The real Tallulah Bankhead (she was named after a waterfall) is remembered for her dynamic personality more than for her contributions to the American stage. She was the proverbial life of the party, a woman prone to making bold statements along the lines of this choice morsel: "Good acting, darling, is like a great fuck." In the play Tallulah talks to her agent about a potential costar, admitting that not only can she "see him in the part," she can see him "bronzed and in my boudoir."

Tallulah's brashness is perfectly suited to Kathleen Turner, whose husky laugh and comfortable sexiness infused not only the film noir Body Heat but also such offbeat comedies as Prizzi's Honor and Serial Mom. Turner, in a manner foreign to any other actress who comes to mind, employs a gutsy verbal tic that suggests both Tallulah's coyness and her insecurity. How does she do this? Simply by inserting unscripted snorts throughout her monologue. At one point, for example, Tallulah (a woman who was famously afraid of the dark) speaks of the urge to "get through the night with a few friends and -- ha! -- some belly laughs."

Tallulah presents a woman prepared for life in the theater by a childhood on the political campaign trail. The future actress grew up stumping for her beloved father. (He was widowed when his wife died from complications during Tallulah's birth.) "All he ever wanted to be was an actor," she recalls. She studied the Bard because her father had said, "You never know when Shakespeare is going to get you out of a jam."

Ironically Bankhead's performance in the 1937 revival of Antony and Cleopatra was critically panned, but Tallulah jokes that at least the play gave her a chance to perfect her death scenes. Two years after flopping as Queen of the Nile, she won raves as Regina in Little Foxes, her most successful role. But apparently it wasn't long before Tallulah realized that worthy parts for middle-aged women come along, oh, once every 400 years. "I can count the great roles I've had on the big toe of my left foot," she says in a drunken stupor. As the play progresses, Tallulah wrestles with the fact that she's a star, a celebrity rather than a theater genius. "Actors Studio. That Method shit, I don't get it," she grumbles.

When we first meet the star, her career, as she puts it, is in "a deciduous state." That's one reason she playfully considers a run for Congress. Just past the age where she's readily getting romantic leads, Tallulah has been invited to host NBC's new radio variety program The Big Show, but she knows it's a dead-end job. As she dresses for the Truman fundraiser, however, she imagines that her support for the President can be parlayed into a bid for her own political run. As with almost everything else Tallulah dreams up, this notion takes off only to crash almost instantly. She considers a photo op: "Harry -- the President -- and I should probably have a go at the Missouri waltz," she says. She tries a few steps with an imaginary partner, then realizes, "Oh shit, that's the wrong state."
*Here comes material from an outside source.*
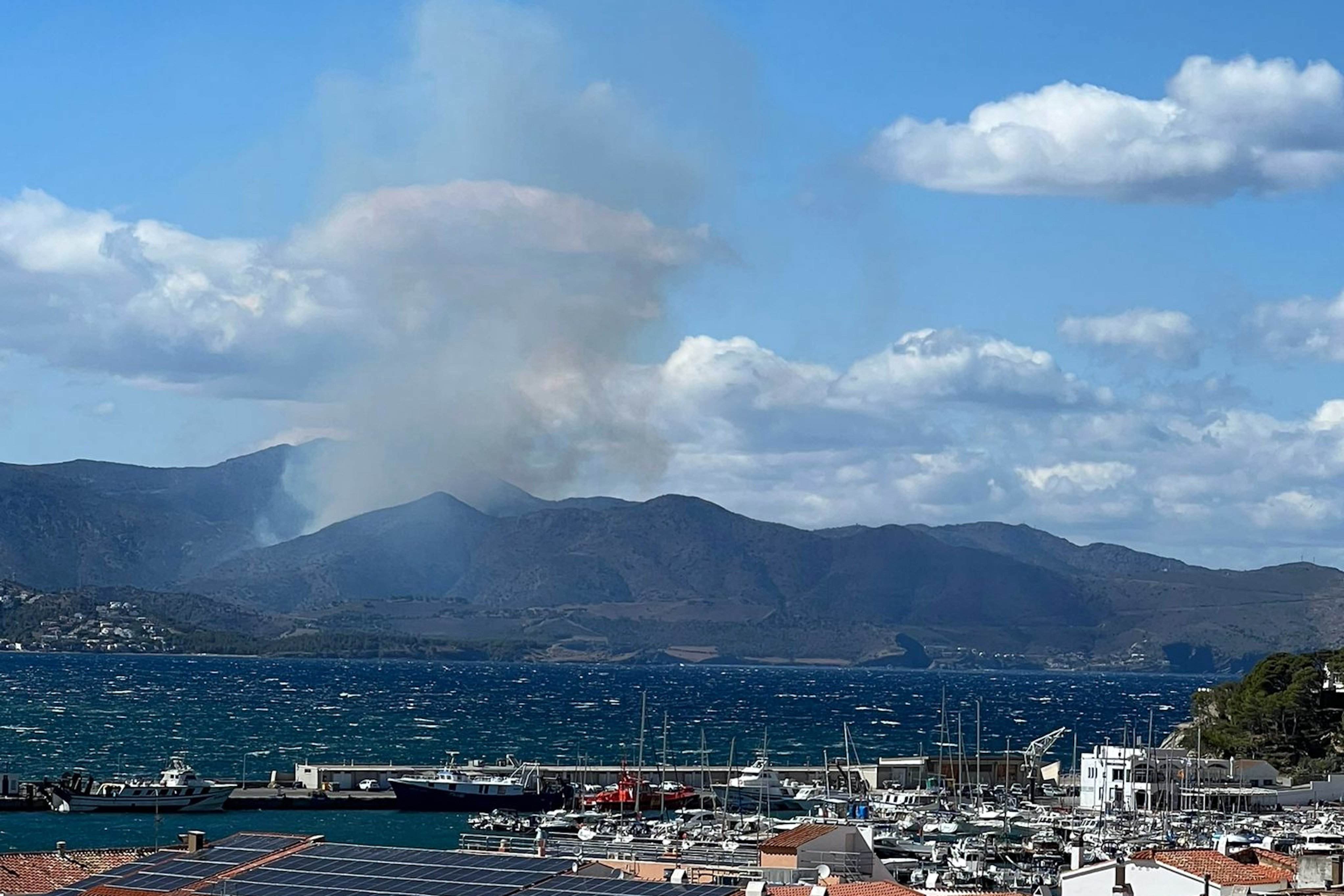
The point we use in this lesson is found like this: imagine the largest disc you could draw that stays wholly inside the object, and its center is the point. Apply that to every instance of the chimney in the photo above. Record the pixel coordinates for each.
(1121, 888)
Dashed political hopes aside, the most moving aspect of Tallulah is the arc it follows as the actress struggles with the knowledge that she's approaching the end of her youth, at least by the ridiculous standards of Broadway and Hollywood. When Tallulah jealously says of Brando's career that "he has it all ahead of him," she's speaking of his relative age. But she might as well be confronting the different standards that exist for male and female performers. Granted, Brando is a genius where Bankhead was merely charismatic. But almost every actor of Brando's generation has been able to navigate past his time as a juvenile and land adult parts. Women haven't been as lucky.